# Une sacoche de transport ipad et projecteur



## Anonyme (9 Octobre 2010)

Bonsoir, quelqu'un parmi nous saurait-il où je pourrais trouver un sac de transport pour mon ipad et un vidéoprojecteur. J'utilise pour l'instant une sacoche dont les dimensions s'ajustent juste juste aux deux appareils : j'en suis donc réduit à remplir mes poches de tout ce que je ne peux pas mettre dans ce sac (mes clés, des cartes, des stylos, etc.) Une idée ?


----------



## kriso (10 Octobre 2010)

SWOTY a dit:


> Bonsoir, quelqu'un parmi nous saurait-il où je pourrais trouver un sac de transport pour mon ipad et un vidéoprojecteur. J'utilise pour l'instant une sacoche dont les dimensions s'ajustent juste juste aux deux appareils : j'en suis donc réduit à remplir mes poches de tout ce que je ne peux pas mettre dans ce sac (mes clés, des cartes, des stylos, etc.) Une idée ?


 
Pour l'iPad, franchement, ce n'est pas très difficile mais pour le vidéo projecteur qui va avec, comment veux-tu qu'on t'aide si on ne connait pas ses dimensions...


----------



## Anonyme (10 Octobre 2010)

kriso a dit:


> Pour l'iPad, franchement, ce n'est pas très difficile mais pour le vidéo projecteur qui va avec, comment veux-tu qu'on t'aide si on ne connait pas ses dimensions...



Oups... Dans mon empressement, j'en oublie la taille :rose: : 255*90*214mm.

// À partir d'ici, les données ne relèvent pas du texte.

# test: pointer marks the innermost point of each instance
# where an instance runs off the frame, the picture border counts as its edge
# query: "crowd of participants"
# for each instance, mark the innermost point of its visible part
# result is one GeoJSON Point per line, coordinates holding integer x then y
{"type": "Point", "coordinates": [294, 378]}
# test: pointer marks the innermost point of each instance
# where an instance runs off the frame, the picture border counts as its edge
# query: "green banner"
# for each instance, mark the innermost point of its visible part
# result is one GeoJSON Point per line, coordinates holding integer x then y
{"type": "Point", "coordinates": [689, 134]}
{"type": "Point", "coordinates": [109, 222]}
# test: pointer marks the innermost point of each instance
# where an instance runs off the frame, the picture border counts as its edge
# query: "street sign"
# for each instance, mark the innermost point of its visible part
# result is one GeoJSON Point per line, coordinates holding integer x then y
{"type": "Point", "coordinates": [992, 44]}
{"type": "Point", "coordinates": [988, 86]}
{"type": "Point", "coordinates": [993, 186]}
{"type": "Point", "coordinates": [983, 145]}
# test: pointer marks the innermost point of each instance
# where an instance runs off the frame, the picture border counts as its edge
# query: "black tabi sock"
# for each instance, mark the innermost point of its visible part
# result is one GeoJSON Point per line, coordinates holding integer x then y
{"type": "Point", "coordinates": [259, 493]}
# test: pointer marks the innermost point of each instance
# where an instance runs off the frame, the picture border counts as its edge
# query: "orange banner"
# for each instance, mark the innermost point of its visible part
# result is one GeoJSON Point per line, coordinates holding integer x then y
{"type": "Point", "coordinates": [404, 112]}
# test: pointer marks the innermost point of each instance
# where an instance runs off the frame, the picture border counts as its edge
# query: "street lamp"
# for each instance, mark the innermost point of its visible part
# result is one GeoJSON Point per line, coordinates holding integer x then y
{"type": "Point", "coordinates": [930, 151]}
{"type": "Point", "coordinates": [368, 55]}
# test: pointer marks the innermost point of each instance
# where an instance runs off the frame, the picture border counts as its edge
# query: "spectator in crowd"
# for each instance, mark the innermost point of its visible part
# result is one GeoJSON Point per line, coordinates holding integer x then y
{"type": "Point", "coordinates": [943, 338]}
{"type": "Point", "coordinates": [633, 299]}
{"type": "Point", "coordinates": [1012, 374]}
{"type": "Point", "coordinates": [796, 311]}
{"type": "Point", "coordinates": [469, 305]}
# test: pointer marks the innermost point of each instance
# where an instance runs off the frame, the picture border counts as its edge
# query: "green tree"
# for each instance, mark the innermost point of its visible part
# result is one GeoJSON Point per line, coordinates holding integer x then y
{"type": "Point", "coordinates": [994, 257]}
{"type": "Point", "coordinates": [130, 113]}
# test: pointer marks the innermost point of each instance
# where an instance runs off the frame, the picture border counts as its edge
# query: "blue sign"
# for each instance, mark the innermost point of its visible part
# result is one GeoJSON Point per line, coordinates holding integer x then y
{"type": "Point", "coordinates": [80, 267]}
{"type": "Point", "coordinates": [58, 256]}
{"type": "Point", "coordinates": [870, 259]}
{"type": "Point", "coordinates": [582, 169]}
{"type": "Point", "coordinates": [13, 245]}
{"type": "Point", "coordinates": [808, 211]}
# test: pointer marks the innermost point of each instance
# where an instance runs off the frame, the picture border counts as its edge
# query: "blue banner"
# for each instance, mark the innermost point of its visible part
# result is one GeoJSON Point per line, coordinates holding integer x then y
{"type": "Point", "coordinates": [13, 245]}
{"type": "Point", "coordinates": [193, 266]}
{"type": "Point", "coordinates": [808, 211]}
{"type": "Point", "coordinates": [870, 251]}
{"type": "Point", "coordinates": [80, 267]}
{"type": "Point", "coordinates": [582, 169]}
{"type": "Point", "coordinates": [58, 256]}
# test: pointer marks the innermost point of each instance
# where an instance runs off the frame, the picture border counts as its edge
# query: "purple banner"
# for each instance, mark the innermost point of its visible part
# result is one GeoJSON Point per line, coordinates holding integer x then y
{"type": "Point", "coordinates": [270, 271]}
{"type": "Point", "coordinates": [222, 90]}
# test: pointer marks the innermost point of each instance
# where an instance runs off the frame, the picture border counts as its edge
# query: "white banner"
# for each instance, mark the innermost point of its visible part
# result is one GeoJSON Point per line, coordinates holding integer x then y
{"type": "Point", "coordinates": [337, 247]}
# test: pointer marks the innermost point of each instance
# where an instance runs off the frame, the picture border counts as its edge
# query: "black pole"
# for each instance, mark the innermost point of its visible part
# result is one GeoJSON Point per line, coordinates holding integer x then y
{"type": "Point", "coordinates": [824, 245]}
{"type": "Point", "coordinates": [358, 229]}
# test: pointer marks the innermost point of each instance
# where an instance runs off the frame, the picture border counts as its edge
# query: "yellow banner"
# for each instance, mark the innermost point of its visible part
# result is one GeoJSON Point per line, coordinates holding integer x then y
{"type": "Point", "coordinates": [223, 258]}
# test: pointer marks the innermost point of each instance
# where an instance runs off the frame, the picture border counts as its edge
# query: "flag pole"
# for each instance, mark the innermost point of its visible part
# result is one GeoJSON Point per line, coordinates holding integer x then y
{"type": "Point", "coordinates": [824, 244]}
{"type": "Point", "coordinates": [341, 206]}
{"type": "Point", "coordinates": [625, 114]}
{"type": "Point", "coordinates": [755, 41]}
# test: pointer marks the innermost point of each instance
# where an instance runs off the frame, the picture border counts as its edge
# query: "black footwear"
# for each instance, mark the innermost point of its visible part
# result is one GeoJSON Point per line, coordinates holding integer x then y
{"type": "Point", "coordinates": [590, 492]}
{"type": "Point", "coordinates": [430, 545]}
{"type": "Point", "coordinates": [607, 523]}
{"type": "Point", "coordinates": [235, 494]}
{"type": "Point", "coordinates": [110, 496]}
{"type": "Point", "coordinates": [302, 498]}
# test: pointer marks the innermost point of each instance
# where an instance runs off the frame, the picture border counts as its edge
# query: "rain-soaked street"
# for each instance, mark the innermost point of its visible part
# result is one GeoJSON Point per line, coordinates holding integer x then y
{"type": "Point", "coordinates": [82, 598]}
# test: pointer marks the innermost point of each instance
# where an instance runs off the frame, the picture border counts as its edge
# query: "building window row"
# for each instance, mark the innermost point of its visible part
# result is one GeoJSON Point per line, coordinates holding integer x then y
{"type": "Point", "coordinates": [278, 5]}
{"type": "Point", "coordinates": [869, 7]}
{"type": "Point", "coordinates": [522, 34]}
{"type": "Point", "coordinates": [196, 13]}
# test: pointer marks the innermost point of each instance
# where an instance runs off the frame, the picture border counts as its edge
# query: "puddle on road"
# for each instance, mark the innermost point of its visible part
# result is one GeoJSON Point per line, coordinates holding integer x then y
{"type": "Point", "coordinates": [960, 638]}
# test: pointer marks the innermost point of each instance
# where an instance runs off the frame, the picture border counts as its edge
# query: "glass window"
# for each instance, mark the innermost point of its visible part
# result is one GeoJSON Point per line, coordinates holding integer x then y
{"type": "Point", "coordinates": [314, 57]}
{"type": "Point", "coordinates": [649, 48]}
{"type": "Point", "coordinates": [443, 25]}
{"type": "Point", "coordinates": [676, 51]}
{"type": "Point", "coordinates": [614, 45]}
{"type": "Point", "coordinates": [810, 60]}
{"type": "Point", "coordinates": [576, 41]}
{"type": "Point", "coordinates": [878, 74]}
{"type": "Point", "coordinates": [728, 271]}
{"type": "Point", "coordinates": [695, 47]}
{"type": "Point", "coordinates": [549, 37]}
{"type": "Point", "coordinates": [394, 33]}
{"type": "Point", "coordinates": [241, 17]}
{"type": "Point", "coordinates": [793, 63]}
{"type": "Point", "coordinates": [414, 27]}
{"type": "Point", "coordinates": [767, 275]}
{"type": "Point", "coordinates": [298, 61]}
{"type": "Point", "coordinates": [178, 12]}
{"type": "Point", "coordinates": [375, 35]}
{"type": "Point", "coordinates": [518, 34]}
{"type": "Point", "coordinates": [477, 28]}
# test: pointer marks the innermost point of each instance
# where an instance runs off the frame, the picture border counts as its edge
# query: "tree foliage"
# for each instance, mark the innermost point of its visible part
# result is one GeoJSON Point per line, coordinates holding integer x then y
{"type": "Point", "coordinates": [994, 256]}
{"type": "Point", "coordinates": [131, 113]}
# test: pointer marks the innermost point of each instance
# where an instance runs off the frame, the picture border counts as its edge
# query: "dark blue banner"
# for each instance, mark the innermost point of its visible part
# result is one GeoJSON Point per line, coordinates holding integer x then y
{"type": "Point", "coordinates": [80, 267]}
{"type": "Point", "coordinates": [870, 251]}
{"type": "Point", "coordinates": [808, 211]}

Il s'agit de ce modèle : http://www.projopourtous.com/boutiq...ef=BM2BENQMP525ST&num=5&type=26&code_lg=lg_fr


​


----------



## Anonyme (10 Octobre 2010)

Bonsoir, je me demandais si un retour d'expérience pourrait m'éclairer : par exemple, vous qui utilisez votre ipad et un vidéo-projecteur, qu'utilisez-vous comme sacoche de transport ?


----------



## kriso (11 Octobre 2010)

SWOTY a dit:


> Bonsoir, je me demandais si un retour d'expérience pourrait m'éclairer : par exemple, vous qui utilisez votre ipad et un vidéo-projecteur, qu'utilisez-vous comme sacoche de transport ?



Je n'ai pas de VP, mais tu devrais trouver ton bonheur avec un sac à dos non ?


----------